Banyak film yang telah berhasil diadaptasi dari buku seperti Harry Potter (2001-2011), The Lord of the Rings (2001-2003), The Godfather (1972), Laskar Pelangi (2005) dan masih banyak film terkenal lainnya. Ada beberapa alasan mengapa penonton tertarik dengan film yang diadaptasi dari buku. Salah satunya karena penonton dapat merealisasikan imajinasi yang muncul ketika membaca buku sebelum diadaptasi.
Meskipun banyak film adaptasi yang berhasil memenuhi ekspektasi penonton, tidak sedikit pula yang gagal mewujudkan harapan tersebut. Salah satu contohnya adalah Bukan Cinderella (2022). Film ini merupakan adaptasi dari novel populer di Wattpad karya Dheti Azmi dengan judul yang sama. Disutradarai oleh Adi Garin, Bukan Cinderella (2022) dibintangi oleh Fujianti Utami Putri sebagai Amora Olivia dan Rafael Adwel sebagai Adam Wijaya.
Film ini berlatar tempat masa SMA, menceritakan tentang Amora Olivia, yang dikenal keras kepala, mandiri, dan tidak mudah menyerah. Kehidupan Amora berubah ketika sepatunya secara tidak sengaja tertukar di sekolah yang membuat Amora harus berhadapan dengan Adam Wijaya, seorang cowok kaya, arogan, dan penuh percaya diri. Konflik di antara mereka pun tak terhindarkan, tetapi lambat laun hubungan mereka berkembang menjadi lebih dari sekadar pertengkaran biasa.
Penonton memiliki ekspektasi yang tinggi dari cerita yang diangkat, melihat juga beberapa waktu kebelakang banyak film Indonesia dengan genre serupa yang sukses di pasaran. Misalnya film Ada Cinta di SMA (2016), Dear Nathan (2017), Dilan 1990 (2018). Bahkan film Dear Nathan (2017) dan Dilan 1990 (2018) memiliki sekuel yang tidak kalah sukses dari film pertamanya. Kedua film ini mendapatkan jumlah penonton yang besar dan respon positif dari masyarakat.

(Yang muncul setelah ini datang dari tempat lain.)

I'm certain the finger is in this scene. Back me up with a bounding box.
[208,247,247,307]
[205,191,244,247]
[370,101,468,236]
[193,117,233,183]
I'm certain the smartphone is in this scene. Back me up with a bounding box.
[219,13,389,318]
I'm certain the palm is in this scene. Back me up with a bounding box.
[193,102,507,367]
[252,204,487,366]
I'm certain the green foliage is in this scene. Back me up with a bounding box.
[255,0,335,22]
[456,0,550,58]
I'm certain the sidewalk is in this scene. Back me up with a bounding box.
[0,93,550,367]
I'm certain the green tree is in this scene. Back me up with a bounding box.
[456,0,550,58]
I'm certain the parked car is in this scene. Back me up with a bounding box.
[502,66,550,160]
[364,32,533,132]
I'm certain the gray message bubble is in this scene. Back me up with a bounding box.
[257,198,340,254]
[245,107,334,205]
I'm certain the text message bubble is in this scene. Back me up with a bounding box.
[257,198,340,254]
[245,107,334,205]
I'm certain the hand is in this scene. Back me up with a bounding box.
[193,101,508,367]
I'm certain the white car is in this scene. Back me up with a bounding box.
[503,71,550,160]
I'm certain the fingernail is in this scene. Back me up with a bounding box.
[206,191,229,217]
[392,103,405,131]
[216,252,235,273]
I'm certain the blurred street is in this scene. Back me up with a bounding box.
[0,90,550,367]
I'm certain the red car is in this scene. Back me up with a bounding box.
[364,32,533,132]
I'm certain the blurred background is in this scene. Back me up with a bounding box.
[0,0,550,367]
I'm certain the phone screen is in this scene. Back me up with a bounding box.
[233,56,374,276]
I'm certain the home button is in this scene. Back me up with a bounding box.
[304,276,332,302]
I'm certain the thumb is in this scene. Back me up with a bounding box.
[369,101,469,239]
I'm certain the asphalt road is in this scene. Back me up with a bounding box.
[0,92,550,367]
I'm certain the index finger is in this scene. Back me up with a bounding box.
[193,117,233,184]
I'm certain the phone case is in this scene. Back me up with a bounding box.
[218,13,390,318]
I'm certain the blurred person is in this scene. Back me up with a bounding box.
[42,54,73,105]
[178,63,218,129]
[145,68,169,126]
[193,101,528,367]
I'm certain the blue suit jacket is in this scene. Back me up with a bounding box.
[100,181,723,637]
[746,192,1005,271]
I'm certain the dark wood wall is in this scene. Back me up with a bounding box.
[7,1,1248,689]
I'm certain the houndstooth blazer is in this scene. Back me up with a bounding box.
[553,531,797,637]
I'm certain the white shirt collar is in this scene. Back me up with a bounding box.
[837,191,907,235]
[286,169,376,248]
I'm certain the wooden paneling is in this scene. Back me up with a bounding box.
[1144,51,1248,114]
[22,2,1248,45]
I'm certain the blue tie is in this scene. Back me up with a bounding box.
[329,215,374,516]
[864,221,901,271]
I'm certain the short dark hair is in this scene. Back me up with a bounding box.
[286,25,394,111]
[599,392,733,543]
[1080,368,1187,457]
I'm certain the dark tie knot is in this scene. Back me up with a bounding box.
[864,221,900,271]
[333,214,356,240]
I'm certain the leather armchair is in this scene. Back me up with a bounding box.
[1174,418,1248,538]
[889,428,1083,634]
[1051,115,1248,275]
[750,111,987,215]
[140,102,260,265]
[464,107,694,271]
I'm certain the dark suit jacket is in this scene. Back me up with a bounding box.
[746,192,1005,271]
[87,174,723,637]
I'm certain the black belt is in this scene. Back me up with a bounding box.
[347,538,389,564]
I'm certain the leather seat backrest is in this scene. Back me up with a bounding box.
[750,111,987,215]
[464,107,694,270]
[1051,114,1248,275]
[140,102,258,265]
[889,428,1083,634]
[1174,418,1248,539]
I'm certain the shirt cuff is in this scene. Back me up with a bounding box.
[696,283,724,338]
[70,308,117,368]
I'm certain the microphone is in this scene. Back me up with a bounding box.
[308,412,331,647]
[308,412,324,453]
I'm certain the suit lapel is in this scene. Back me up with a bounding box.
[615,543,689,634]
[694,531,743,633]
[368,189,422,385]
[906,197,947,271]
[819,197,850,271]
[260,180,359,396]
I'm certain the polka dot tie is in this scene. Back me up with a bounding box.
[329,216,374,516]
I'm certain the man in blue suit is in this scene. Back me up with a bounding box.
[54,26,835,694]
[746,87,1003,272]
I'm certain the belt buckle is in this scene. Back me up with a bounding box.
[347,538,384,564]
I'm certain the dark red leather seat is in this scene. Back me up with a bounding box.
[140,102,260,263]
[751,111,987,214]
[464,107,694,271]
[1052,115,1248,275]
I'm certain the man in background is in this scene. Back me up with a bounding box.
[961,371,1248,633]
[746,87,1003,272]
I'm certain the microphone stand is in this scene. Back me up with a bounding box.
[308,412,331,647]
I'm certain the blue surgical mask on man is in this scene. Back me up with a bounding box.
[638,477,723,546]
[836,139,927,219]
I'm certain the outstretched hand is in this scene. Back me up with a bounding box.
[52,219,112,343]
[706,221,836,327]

Hal yang membuat film Bukan Cinderella (2022) mendapatkan banyak kritik dari penonton. Alasan pertama adalah akting dari Fuji yang memerankan Amora sebagai pemeran utama tidak memenuhi ekspektasi audiens. Penonton menyayangkan pemilihan Fuji sebagai pemeran utama disaat ada banyak aktris yang dirasa memiliki pengalaman dan skill akting yang lebih baik.
Selain itu, alasan kedua film ini tidak berhasil dimasyarakat adalah beberapa dialog yang dinilai aneh, ''OH JADI ELO' ngakak. bisa bisa nya lolos casting' tulis salah satu penonton di trailer film ini. Banyak dari penonton yang menyayangkan mengapa Sutradara dari film ini, tidak menimbang kembali beberapa adegan yang dinilai aneh.
Genre romance memang menjadi salah satu favorit masyarakat khususnya di Indonesia, namun tidak berarti seorang Sutradara dapat membuat film dengan 'sembarangan'. Artinya, seorang Sutradara harus mempertimbangkan pemilihan aktor dan aktris yang akan bermain dalam film tersebut.
Berdasarkan dari kasus pada film Bukan Cinderella (2022) satu hal yang menjadi masalah adalah pemilihan pemeran utama yang belum memiliki pengalaman yang cukup dalam berakting. Hal ini tidak hanya berpengaruh pada kesuksesan adaptasi film ini, namun berpengaruh pada aktris yang 'trauma' untuk bermain film kedepannya.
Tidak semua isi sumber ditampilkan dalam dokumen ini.